In truth, the Legislature's Democratic majority wants to lay the groundwork for all-new taxes on individuals and businesses so they can continue creating and expanding programs and services without worrying about how to pay for them. They're convinced that if some sort of business tax poured money into Nevada's general fund and made public education and welfare programs less reliant on sales and gaming taxes, state government could have avoided much of the pain this ruthless recession has inflicted on the Nevada economy.

It's a foolish notion that has been disproved by national study after national study since before the recession began.

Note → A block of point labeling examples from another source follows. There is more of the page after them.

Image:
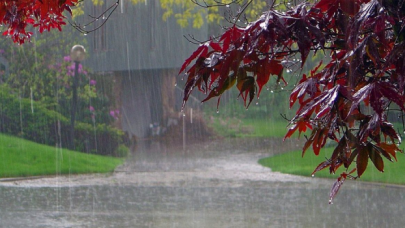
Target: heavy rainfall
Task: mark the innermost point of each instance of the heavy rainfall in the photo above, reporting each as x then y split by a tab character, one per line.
120	105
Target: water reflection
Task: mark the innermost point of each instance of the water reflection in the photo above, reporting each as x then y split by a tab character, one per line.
220	200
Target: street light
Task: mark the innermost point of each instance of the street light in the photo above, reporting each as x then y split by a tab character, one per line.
77	54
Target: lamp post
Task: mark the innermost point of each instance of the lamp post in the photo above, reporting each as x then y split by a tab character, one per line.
77	54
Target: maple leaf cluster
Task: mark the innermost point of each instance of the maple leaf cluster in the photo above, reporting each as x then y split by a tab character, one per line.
364	40
16	15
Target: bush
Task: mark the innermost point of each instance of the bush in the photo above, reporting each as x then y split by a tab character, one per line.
33	121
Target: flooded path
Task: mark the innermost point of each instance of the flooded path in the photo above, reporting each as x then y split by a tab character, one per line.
217	184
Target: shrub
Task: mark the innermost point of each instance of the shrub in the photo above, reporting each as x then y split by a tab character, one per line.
33	121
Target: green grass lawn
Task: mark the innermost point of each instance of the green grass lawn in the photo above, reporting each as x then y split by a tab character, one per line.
20	158
294	163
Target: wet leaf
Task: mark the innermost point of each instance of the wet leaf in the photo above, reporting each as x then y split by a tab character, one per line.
362	159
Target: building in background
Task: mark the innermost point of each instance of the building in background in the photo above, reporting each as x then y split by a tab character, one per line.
144	54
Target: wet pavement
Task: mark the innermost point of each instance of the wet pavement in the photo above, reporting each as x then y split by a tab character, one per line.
216	184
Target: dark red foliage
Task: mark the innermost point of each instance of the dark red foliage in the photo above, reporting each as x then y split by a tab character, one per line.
365	42
16	15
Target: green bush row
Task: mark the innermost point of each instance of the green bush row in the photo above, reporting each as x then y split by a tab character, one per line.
33	121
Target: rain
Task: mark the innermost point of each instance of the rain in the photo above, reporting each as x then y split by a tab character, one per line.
195	166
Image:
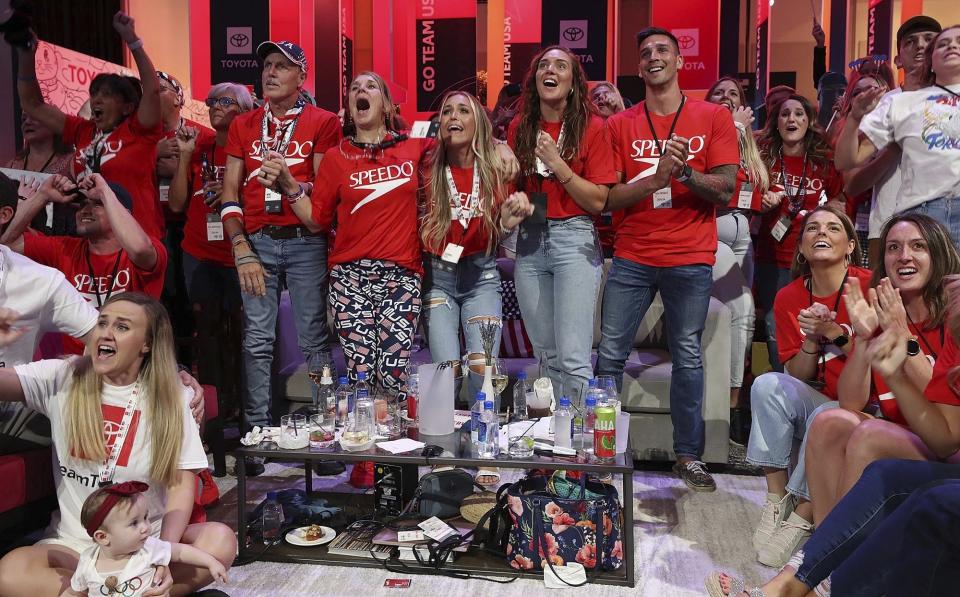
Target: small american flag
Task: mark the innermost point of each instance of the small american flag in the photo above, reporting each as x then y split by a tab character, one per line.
514	342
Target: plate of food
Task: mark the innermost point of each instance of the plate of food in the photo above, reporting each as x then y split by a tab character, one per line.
311	535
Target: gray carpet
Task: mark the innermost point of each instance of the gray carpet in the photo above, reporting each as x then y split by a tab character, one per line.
680	537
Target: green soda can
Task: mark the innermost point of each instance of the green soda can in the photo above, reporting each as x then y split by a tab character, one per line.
605	434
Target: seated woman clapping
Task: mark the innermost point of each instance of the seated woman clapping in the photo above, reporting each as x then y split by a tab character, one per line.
119	414
908	304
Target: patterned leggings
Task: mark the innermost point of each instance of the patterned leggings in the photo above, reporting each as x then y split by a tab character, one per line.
376	305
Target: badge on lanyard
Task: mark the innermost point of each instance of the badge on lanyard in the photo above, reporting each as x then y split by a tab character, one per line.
452	253
663	198
214	227
745	199
781	228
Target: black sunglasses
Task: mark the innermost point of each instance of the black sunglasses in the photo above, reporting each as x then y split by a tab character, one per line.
225	102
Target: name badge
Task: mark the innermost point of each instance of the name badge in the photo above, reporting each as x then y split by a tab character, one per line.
781	228
272	202
214	227
452	253
663	198
745	200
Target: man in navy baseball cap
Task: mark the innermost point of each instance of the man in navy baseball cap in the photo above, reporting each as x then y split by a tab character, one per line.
292	51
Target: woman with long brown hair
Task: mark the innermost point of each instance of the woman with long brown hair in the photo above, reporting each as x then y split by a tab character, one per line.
566	165
118	414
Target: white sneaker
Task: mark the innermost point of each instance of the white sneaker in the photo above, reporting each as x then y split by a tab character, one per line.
789	537
775	511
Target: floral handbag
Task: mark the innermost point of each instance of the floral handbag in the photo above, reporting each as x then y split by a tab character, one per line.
556	520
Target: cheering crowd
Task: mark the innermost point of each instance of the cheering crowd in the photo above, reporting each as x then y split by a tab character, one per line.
389	231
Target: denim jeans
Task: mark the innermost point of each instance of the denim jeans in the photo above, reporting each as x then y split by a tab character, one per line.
685	291
783	409
945	210
770	279
302	264
557	275
866	535
732	278
455	293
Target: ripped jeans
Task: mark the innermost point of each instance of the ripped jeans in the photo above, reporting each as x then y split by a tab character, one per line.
454	294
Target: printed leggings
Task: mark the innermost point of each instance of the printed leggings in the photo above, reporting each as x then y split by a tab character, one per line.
376	305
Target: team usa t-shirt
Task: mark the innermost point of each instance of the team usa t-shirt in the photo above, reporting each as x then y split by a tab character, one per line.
942	388
316	131
932	343
198	214
69	255
685	232
796	296
127	156
46	387
593	162
372	202
820	184
474	237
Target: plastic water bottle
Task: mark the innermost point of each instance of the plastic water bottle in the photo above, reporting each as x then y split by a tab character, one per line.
475	414
488	436
271	519
520	390
563	425
345	399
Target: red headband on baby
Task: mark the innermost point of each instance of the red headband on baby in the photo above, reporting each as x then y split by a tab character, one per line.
115	492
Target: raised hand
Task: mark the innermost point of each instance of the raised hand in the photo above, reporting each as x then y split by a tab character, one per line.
863	317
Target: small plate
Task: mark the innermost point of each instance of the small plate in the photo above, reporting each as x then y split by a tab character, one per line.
295	537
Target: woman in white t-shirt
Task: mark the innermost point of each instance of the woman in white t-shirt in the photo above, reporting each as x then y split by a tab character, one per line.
926	125
125	406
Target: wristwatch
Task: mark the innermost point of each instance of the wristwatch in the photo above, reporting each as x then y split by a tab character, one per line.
841	340
913	347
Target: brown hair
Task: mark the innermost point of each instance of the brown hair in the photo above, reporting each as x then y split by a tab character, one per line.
575	116
944	261
799	269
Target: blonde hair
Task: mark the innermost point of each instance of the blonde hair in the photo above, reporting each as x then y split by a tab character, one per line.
436	221
160	387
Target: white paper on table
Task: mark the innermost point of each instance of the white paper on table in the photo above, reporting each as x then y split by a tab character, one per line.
401	445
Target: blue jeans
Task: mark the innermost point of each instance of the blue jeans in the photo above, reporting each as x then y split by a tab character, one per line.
302	263
559	265
455	293
942	210
770	279
783	408
864	538
685	291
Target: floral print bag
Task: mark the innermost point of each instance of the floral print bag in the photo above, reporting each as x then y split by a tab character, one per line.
551	530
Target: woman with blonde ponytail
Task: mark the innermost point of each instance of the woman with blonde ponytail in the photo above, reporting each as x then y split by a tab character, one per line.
467	213
119	414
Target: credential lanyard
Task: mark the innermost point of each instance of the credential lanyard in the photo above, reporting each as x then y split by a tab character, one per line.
673	125
109	466
456	206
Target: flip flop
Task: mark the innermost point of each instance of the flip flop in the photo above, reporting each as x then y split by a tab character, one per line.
715	589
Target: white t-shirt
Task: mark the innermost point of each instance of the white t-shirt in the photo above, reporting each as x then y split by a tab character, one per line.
135	578
926	125
888	187
46	302
46	385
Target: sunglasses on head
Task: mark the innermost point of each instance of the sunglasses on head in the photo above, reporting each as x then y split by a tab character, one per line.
223	102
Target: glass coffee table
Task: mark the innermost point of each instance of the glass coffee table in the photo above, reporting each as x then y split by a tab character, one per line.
458	452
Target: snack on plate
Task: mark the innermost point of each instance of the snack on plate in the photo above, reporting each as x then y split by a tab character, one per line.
313	532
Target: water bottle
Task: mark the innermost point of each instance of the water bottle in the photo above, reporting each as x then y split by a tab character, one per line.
520	390
563	425
272	519
345	398
488	437
475	413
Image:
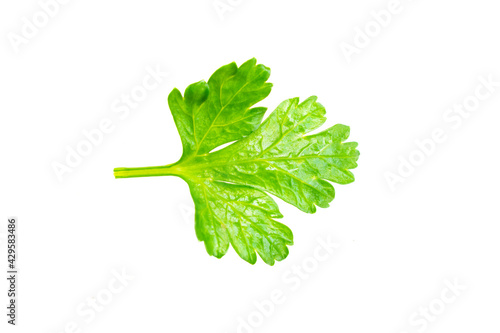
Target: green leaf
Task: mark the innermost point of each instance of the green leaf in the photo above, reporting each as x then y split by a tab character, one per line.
276	156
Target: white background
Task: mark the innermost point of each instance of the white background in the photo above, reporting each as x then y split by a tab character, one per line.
397	247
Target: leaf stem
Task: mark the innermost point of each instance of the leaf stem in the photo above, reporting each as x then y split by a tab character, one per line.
164	170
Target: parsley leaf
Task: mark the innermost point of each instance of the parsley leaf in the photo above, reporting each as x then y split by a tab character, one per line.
276	156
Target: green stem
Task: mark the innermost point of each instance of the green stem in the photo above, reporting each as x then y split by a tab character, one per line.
165	170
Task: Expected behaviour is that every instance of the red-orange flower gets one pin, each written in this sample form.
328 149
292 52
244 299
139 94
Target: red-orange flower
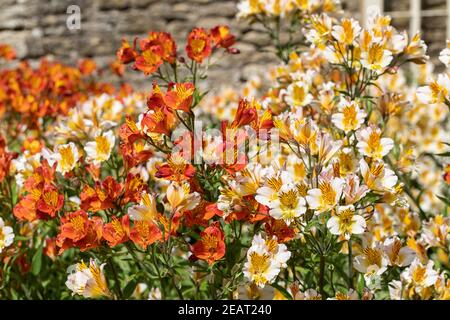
7 52
117 231
78 230
149 60
43 199
211 246
126 54
145 233
176 169
50 248
101 196
134 187
50 201
198 45
87 66
117 68
5 159
222 37
180 96
166 43
200 215
25 209
446 174
245 114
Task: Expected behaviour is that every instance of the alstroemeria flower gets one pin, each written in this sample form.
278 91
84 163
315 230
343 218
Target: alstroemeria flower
211 246
198 45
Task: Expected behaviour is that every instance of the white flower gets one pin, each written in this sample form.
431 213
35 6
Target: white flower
327 196
353 191
146 210
444 56
436 92
264 260
297 94
268 193
288 205
377 177
180 198
419 275
395 290
6 235
88 281
377 58
398 255
350 117
66 157
371 144
372 262
346 222
347 31
100 149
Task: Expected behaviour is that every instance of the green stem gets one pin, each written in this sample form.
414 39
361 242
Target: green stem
322 276
350 264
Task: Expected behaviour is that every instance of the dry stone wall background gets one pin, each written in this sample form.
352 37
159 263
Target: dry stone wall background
37 28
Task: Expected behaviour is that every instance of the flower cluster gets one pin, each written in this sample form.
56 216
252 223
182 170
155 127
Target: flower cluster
327 179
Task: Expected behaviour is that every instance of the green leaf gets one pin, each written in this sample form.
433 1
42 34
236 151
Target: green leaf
129 288
445 200
444 154
361 284
282 290
36 262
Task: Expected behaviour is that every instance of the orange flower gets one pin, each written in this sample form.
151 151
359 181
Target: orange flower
134 187
126 54
180 96
50 201
149 60
145 233
50 248
117 231
222 37
102 196
245 114
43 199
78 230
446 174
117 68
200 215
5 159
7 52
25 209
280 229
211 246
165 41
176 169
87 66
198 45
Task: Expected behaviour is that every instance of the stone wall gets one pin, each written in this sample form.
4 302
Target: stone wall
37 28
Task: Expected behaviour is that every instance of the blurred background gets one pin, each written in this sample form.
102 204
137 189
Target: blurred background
38 28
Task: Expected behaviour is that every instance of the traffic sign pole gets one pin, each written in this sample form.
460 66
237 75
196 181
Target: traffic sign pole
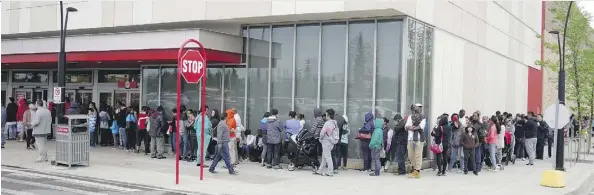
191 65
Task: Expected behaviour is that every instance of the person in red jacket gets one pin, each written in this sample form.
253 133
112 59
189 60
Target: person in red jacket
491 141
142 134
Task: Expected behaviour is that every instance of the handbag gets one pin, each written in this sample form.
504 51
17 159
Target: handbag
382 153
437 148
361 135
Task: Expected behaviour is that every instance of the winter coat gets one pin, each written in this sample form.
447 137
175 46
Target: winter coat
377 136
11 110
23 107
274 130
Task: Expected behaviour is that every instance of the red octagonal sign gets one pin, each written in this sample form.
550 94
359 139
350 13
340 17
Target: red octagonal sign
192 65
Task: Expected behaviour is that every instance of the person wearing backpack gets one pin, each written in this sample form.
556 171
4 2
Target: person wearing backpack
376 145
329 136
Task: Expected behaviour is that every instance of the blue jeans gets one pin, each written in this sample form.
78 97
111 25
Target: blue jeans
3 136
123 137
478 157
172 141
222 153
92 138
492 153
401 151
12 131
184 145
456 153
375 156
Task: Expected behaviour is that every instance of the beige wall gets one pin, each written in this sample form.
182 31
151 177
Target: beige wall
482 54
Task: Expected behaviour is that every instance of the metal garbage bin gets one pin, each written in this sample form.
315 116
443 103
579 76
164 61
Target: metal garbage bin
73 141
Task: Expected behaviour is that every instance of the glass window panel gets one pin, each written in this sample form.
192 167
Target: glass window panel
169 90
420 63
150 87
306 66
389 44
332 70
428 68
282 70
30 76
410 65
114 76
235 90
4 77
76 76
258 75
360 67
214 89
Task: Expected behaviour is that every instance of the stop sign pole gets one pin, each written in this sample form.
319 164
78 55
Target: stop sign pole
192 66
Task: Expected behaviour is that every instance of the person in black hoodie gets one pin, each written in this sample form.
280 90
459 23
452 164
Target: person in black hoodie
11 110
541 136
520 137
441 136
531 133
399 143
214 121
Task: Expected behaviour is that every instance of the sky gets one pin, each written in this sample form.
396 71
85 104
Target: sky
588 6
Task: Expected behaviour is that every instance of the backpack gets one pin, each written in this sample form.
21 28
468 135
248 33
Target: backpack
334 137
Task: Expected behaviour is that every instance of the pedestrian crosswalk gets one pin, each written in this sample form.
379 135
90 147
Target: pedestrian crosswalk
18 181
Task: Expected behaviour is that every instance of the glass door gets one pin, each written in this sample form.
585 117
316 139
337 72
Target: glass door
120 97
27 94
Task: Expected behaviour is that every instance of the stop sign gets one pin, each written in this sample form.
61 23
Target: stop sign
192 65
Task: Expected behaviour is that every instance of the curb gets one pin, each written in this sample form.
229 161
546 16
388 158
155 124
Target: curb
585 187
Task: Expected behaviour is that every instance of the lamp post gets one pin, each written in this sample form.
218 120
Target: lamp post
559 160
561 98
62 56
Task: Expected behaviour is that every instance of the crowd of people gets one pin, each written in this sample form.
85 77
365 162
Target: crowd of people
467 143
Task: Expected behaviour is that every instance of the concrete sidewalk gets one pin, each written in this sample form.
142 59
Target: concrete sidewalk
110 164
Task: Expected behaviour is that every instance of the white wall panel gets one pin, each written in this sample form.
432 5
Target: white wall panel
123 13
25 15
124 41
88 16
142 12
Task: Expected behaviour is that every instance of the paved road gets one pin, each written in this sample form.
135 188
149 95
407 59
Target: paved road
19 181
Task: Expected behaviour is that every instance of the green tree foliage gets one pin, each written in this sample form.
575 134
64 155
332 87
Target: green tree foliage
578 55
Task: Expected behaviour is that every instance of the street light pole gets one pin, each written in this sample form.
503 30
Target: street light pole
62 58
560 158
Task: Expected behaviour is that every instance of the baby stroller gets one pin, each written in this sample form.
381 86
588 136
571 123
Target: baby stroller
301 150
508 150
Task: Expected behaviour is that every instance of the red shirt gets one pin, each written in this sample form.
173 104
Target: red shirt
142 116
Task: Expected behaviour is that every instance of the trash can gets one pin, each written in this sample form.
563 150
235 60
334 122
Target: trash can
73 141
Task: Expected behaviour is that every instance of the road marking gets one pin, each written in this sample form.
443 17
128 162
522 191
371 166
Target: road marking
53 187
81 182
14 192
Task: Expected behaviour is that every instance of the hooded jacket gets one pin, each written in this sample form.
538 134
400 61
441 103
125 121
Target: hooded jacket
368 126
74 110
11 110
377 136
231 123
198 126
274 130
158 126
318 123
23 107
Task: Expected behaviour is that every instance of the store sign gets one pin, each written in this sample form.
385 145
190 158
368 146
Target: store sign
127 84
62 129
58 94
192 66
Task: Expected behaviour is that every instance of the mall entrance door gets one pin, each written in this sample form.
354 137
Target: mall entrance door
30 94
128 97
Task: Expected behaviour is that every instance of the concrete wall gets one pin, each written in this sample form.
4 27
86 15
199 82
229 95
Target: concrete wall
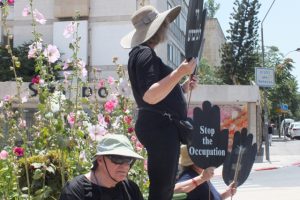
214 39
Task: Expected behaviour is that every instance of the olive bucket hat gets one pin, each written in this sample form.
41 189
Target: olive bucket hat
116 144
146 21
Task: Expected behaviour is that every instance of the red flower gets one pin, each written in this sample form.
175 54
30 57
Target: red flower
18 151
36 79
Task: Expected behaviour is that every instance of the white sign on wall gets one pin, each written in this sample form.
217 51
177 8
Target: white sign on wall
264 77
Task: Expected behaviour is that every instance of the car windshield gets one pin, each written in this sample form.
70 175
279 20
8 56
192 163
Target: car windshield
297 125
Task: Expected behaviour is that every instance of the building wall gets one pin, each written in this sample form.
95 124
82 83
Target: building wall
214 39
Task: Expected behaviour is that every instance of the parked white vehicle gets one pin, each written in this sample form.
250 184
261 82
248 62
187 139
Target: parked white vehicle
285 125
294 130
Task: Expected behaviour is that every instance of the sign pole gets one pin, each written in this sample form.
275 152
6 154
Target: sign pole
266 123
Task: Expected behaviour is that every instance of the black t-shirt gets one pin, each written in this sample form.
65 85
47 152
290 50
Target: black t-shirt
146 68
80 188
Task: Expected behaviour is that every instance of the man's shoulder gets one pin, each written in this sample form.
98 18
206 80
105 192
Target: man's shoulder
75 188
142 50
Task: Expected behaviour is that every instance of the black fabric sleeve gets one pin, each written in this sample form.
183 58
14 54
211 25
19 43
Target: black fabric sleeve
147 70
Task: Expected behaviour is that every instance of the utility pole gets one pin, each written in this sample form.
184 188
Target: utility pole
266 120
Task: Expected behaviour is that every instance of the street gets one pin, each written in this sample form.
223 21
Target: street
275 180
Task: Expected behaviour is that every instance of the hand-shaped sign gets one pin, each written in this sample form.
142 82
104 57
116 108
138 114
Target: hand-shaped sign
208 144
239 161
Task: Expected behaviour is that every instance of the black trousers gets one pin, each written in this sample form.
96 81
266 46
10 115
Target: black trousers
163 148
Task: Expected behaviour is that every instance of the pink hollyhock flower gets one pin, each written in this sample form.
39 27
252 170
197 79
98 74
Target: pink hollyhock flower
101 83
110 105
22 123
52 53
96 132
66 64
124 88
139 146
107 119
127 119
36 79
70 29
130 130
18 151
33 49
81 66
10 2
26 11
3 155
145 164
101 120
71 118
7 98
66 75
110 80
82 156
39 17
24 99
133 138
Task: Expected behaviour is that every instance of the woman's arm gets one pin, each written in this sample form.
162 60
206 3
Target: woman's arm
230 191
159 90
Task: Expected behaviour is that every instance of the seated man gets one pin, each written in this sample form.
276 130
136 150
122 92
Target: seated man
108 176
195 181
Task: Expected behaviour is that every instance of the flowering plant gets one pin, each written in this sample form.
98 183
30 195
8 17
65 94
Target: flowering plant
37 160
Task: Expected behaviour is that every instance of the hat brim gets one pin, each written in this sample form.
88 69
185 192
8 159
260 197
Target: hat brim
140 36
121 152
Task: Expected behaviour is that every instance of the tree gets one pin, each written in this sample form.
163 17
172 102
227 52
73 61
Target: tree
239 53
286 86
212 7
207 74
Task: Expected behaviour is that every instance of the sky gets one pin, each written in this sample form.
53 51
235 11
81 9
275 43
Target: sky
281 26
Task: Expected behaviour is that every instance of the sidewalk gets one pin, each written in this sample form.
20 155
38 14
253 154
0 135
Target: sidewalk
277 160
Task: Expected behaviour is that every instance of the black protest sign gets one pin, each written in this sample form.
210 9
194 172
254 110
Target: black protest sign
194 28
208 145
239 161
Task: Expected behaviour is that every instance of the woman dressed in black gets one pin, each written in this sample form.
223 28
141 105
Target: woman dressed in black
156 88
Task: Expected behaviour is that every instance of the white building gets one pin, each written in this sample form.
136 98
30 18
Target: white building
102 24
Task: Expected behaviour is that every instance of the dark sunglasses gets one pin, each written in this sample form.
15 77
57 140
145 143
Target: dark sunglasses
119 160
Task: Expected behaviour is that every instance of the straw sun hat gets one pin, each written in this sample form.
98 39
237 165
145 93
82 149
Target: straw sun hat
184 159
146 22
116 144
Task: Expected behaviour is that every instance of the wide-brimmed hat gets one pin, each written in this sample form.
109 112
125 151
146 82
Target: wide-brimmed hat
185 159
146 22
116 144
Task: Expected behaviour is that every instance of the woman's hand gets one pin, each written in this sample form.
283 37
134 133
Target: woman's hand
230 191
207 174
187 68
190 84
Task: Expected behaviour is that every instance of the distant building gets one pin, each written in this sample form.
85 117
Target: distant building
102 25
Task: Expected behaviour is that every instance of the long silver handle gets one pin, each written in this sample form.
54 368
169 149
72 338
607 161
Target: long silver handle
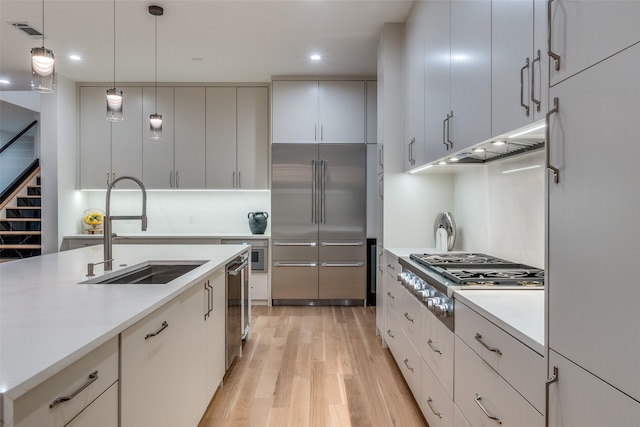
239 268
429 402
58 400
550 52
449 140
206 288
491 417
522 104
342 243
552 379
406 363
478 338
164 326
295 264
314 189
555 170
323 188
312 244
430 344
533 81
342 264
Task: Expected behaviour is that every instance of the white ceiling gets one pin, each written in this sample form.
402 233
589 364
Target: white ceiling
198 40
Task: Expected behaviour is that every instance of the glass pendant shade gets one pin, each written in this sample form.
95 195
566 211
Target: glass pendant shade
155 126
114 105
43 70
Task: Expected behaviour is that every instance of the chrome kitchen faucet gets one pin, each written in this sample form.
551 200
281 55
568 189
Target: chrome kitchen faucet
108 237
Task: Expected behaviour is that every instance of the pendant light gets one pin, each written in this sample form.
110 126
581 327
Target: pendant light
115 99
155 119
43 66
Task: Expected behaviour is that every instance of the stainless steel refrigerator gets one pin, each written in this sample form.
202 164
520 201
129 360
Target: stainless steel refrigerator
318 224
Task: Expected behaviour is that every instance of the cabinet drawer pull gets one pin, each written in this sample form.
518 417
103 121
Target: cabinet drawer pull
522 104
491 417
429 402
552 55
164 326
92 377
479 339
430 343
407 365
555 170
551 380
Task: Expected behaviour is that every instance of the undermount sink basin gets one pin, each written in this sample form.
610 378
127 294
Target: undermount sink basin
148 273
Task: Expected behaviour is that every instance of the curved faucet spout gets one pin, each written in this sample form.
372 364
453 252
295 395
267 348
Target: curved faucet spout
108 219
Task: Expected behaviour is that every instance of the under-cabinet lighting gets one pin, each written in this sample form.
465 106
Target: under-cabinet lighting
521 169
524 132
421 168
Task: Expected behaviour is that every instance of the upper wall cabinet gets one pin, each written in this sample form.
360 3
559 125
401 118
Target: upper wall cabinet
325 111
519 72
237 138
586 32
109 149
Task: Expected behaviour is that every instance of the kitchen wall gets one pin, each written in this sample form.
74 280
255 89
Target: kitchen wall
182 211
502 214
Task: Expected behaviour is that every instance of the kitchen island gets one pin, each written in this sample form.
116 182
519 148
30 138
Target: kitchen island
49 321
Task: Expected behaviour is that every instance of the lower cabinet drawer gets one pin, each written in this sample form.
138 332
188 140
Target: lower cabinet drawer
435 402
47 404
485 398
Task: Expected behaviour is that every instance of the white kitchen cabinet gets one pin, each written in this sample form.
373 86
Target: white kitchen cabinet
597 108
436 404
90 376
437 78
109 149
519 64
215 321
481 394
325 111
584 33
576 390
189 134
221 137
103 412
414 86
470 73
162 365
157 155
237 138
252 153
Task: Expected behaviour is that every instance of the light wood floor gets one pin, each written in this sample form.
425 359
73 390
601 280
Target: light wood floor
314 366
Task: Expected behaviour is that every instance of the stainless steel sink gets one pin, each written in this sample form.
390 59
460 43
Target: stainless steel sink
149 273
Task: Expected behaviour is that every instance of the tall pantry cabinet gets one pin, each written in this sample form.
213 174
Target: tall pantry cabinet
592 296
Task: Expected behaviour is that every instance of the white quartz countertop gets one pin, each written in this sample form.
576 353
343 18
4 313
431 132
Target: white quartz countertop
520 313
48 320
153 235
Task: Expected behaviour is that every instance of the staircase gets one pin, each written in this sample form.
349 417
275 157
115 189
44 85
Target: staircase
20 222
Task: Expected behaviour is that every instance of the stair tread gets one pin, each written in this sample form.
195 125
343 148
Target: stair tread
20 233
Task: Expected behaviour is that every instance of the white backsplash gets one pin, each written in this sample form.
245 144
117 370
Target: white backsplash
502 214
184 211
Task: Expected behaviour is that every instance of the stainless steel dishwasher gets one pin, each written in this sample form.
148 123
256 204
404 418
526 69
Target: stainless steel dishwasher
237 273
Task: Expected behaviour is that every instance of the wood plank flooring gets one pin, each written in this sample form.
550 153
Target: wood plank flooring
315 367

The 2011 Legislature can tear up Nevada's tax code and copy the revenue structure of any of the 49 other states and lawmakers will still have to deal with the ebbs and flows of the free-market economy. A recent report by the Nelson A. Rockefeller Institute of Government demonstrates as much in finding that tax revenue, adjusted for inflation, declined in 42 states last year.

State and local sales tax collections experienced their worst declines in 50 years, while personal and corporate income taxes -- two levies Nevada Democrats would love to impose here -- also plunged, the report said.

"Most state tax revenue sources are heavily influenced by the economy -- the income tax rises when income rises, the sales tax increases when consumers increase their purchases of taxable items, and so on," study co-authors Donald J. Boyd and Lucy Dadayan wrote. "When the economy booms, tax revenue tends to rise rapidly, and when it declines, tax revenue tends to decline."

The least harmful way to increase government revenue is to encourage economic growth. The worst way to encourage economic growth is to increase taxes during a recession.

This year, the Nevada Legislature answered one worst-case scenario with another. Gov. Gibbons' veto at least ensures they won't get a head start on making the same mistake twice.